Structural and biochemical characterization of novel haloalkane dehalogenase DbeA from Bradyrhizobium elkani USDA94
Tomas Mozga1, Tatyana Prudnikova2, Radka Chaloupkova1, Tana Koudelakova1, Pavlina Rezacova4,5, Yukari Sato6, Eva Chovancova1, Ivana Kuta Smatanova2,3, Yuji Nagata6 and Jiri Damborsky1
1Loschmidt Laboratories, Institute of Experimental Biology and National Centre for Biomolecular Research, Faculty of Science, Masaryk University, Kamenice 5/A4, 625 00 Brno, Czech Republic; 2Institute of Physical Biology, University of South Bohemia Ceske Budejovice, Zamek 136, 373 33 Nove Hrady, Czech Republic; 3Institute of Systems Biology and Ecology, Academy of Science of Czech Republic, Zamek 136, 373 33 Nove Hrady, Czech Republic; 4Institute of Molecular Genetics, Academy of Sciences of the Czech Republic, Flemingovo nam. 2, 166 37 Prague, Czech Republic; 5Institute of Organic Chemistry and Biochemistry, Academy of Sciences of the Czech Republic, Flemingovo nam. 2, 166 37 Prague, Czech Republic; 6Department of Environmental Life Sciences, Graduate School of Life Sciences, Tohoku University, 2-1-1 Katahira, Sendai 980-8577, Japan
Haloalkane dehalogenases (EC 3.8.1.5; HLDs)
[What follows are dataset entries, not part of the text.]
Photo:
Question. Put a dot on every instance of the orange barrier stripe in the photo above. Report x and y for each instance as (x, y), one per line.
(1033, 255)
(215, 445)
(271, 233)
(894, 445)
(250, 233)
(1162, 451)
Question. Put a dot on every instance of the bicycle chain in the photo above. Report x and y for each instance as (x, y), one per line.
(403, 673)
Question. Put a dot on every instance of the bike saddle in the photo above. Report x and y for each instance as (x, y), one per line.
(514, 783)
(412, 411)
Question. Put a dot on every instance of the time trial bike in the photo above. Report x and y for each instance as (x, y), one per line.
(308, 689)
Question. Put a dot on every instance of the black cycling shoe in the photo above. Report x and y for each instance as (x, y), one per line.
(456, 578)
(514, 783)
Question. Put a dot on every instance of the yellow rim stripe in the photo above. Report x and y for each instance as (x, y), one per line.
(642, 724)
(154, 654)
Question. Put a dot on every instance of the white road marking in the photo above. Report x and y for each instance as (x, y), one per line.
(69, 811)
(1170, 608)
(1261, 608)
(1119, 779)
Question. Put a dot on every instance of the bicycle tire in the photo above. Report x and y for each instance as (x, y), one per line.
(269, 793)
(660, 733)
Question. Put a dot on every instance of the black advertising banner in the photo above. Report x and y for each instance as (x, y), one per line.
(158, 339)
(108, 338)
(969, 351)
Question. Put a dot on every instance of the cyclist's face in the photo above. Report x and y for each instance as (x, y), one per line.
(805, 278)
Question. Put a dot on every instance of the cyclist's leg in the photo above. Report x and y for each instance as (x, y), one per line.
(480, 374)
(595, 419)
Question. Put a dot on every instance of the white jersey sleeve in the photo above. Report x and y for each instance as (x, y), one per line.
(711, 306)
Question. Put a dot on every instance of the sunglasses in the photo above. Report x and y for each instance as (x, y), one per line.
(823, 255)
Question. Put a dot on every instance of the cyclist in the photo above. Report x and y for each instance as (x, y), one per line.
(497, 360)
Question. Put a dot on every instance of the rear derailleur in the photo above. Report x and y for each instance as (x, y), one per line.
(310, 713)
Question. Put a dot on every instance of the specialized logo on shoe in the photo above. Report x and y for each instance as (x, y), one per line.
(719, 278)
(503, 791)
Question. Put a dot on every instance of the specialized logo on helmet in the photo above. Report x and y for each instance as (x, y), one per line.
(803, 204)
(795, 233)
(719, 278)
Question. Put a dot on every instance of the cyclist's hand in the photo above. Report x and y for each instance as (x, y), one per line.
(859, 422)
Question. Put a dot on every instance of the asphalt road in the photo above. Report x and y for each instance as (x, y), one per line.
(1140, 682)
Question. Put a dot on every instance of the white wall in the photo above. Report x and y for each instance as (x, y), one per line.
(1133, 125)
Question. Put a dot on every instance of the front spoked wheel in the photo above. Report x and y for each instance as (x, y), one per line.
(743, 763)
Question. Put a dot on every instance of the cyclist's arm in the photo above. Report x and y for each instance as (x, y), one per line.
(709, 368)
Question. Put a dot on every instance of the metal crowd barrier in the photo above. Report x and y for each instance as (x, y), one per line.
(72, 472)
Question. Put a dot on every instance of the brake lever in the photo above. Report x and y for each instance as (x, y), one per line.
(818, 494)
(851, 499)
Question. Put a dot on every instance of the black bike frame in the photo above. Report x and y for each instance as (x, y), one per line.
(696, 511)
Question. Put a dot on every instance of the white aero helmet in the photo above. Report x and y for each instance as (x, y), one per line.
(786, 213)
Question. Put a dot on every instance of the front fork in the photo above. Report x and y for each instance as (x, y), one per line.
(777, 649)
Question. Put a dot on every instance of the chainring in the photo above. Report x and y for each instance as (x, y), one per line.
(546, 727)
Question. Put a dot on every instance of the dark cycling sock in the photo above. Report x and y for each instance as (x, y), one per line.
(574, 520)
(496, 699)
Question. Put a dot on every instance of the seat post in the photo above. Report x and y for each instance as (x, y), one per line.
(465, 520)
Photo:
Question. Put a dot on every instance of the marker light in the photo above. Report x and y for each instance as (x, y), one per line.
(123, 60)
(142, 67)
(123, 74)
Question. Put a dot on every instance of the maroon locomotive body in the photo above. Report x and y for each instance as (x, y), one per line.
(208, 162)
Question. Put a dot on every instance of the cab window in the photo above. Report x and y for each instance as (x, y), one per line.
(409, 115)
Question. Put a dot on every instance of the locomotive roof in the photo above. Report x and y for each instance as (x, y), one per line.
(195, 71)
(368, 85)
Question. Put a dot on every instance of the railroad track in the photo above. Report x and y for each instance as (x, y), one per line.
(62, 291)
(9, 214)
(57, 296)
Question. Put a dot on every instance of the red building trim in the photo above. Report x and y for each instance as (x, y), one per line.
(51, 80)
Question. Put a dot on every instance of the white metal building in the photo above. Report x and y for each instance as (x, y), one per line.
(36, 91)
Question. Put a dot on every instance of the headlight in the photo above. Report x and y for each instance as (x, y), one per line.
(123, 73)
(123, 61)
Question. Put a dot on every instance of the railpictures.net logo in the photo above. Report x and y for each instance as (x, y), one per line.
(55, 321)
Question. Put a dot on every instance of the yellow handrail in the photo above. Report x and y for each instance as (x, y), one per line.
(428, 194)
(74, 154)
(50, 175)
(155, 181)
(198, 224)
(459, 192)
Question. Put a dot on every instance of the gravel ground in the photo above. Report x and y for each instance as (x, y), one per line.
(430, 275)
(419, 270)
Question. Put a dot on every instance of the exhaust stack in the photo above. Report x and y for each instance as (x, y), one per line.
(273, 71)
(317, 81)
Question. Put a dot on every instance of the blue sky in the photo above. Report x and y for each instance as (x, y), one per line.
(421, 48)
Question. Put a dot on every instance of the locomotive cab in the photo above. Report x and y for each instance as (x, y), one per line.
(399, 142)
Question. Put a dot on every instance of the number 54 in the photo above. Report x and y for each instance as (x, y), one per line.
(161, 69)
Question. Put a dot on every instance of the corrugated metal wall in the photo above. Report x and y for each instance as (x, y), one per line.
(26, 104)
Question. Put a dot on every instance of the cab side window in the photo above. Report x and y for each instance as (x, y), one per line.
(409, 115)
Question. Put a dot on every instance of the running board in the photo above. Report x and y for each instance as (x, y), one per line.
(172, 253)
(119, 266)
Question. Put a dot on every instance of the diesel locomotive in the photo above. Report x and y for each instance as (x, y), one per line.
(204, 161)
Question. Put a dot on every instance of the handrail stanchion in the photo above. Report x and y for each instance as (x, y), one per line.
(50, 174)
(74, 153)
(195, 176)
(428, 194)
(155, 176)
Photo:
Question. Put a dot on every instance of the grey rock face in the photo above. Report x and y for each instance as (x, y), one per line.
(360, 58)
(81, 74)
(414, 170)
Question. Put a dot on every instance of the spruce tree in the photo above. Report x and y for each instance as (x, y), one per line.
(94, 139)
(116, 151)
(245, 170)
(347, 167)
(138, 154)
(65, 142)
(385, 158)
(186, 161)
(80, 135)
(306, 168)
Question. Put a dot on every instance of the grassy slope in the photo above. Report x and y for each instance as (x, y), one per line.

are bacterial enzymes that catalyze the hydrolytic conversion of halogenated
aliphatic compounds to their corresponding alcohols. These enzymes play a key
role in aerobic mineralization of many
halogenated compounds that occur as environmental pollutants. HLDs are
applicable for bioremediation, decontamination and industrial biocatalysis [1].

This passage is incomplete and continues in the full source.